Frank, fierce and insightful, she reflects candidly on the abuse she suffered as a child, the naive, heady euphoria of returning at last to her parents’ homeland - and her disillusionment with present-day South Africa and its new elites. Sisonke Msimang is a bold new voice on feminism, race and politics - in her beloved South Africa, in Australia, and around the world.
Perth-based South African writer Sisonke Msimang was raised in exile in the 1970s and 80s by her South African freedom-fighter parents. Her childhood and early adulthood were spent in Zambia, Canada, Kenya and the United States. After apartheid, her family was finally able to return to South Africa, but as it turned out, that wasn’t to be Msimang’s last move.
To read this memoir is to witness a personal and political response to oppression in remarkably recent history.

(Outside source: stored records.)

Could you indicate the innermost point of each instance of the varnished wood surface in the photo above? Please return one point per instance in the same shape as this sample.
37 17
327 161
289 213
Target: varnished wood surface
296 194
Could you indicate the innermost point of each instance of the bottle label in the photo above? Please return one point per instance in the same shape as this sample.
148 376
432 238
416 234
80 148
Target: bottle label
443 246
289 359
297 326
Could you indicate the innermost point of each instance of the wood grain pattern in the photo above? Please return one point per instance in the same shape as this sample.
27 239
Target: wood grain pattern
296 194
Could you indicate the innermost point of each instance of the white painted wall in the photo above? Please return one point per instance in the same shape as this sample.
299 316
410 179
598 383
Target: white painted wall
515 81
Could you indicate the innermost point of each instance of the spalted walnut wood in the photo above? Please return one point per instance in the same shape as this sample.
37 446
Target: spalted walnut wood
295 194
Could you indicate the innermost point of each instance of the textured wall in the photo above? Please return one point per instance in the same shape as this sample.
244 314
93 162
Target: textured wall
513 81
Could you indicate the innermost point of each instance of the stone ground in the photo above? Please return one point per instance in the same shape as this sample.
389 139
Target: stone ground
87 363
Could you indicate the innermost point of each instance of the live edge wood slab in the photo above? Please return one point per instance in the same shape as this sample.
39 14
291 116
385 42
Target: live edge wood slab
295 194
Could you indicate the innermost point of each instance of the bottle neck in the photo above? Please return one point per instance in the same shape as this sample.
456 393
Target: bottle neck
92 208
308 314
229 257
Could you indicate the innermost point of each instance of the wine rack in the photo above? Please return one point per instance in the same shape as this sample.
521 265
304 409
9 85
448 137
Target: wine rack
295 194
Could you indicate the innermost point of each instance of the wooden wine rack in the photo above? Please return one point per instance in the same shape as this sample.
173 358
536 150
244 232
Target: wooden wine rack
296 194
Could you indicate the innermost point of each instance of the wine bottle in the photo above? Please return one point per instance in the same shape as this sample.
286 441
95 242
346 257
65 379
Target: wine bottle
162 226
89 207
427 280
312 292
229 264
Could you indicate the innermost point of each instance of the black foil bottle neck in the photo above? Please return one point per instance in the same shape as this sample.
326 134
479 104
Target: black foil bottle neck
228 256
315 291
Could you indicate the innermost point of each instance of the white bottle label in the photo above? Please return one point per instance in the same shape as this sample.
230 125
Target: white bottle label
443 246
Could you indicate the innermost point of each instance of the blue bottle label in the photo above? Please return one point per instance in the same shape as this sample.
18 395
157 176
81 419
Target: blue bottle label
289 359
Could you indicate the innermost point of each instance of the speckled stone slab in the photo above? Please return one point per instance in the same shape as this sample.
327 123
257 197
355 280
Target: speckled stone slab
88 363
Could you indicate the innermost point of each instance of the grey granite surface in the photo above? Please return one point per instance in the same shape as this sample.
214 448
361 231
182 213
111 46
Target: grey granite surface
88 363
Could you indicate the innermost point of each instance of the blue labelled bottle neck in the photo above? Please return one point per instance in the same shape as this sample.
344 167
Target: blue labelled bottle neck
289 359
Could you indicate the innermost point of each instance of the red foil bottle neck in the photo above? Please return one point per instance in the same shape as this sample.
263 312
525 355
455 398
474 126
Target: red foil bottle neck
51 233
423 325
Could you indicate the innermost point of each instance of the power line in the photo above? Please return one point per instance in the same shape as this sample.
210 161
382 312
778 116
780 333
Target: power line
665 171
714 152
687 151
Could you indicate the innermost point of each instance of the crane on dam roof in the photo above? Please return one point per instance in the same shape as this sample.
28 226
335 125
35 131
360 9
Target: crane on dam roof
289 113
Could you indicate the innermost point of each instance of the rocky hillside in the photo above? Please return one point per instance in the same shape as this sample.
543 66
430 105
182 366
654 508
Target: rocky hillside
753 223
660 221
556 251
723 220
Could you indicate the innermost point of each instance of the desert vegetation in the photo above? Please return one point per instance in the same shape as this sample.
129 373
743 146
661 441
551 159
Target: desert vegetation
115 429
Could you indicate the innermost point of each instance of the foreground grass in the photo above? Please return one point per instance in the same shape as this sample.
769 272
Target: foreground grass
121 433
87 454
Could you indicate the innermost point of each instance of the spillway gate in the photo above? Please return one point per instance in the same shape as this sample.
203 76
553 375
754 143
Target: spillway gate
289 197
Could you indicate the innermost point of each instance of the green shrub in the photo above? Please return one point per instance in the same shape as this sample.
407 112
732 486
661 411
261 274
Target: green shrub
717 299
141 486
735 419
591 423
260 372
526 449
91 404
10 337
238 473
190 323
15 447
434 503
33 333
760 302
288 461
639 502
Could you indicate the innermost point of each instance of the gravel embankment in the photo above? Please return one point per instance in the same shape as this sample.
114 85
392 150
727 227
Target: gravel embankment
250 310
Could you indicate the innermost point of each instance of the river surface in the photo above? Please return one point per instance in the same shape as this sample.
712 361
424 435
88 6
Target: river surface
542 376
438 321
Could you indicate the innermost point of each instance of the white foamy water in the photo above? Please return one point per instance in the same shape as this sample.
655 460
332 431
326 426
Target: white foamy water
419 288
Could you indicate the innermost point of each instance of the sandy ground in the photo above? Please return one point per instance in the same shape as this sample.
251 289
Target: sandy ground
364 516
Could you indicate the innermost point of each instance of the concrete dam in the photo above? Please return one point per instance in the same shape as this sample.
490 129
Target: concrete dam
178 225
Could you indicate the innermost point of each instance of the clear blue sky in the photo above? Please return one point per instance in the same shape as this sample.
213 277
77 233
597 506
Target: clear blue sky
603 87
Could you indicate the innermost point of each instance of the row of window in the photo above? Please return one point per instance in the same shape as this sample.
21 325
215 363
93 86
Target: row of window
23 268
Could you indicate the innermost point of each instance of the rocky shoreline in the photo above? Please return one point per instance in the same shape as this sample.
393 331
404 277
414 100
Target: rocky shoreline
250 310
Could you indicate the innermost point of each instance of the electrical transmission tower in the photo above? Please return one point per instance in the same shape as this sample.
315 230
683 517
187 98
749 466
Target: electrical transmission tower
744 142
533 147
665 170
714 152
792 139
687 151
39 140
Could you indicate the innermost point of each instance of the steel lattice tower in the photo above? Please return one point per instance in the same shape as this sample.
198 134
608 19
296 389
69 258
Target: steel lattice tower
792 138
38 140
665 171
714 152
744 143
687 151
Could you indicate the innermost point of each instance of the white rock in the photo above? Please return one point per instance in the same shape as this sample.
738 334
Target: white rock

Msimang is explicit about who she is, where she has come from and the battles she has fought – and continues to fight. She is also frank about how her family’s experience differs from those in positions of greater, and lesser, privilege.
Msimang’s writing is full of hard-earned personal insight, and astonishing empathy. Many striking moments leave a painful, permanent impression: ‘And then, one day, in the middle of everything that was becoming mundane and ordinary, on a day just like the ones that had come before it, I was called an African monkey.’
It is not possible to do this book justice in so few words. Msimang engages with recurring issues: racism, feminism, and class; but this is also a story of a young girl’s childhood, coming of age, and family; of politics, democracy, fighting for ideals, and seeing idols fall. Above all, it is a story of a search for and construction of identity.
Always Another Country is eloquent and powerful. Msimang’s explication of what it means to be from – but not of – a place is profoundly moving. Msimang deserves to be widely read and fans of Roxane Gay and Maxine Beneba Clarke, in particular, will not be disappointed.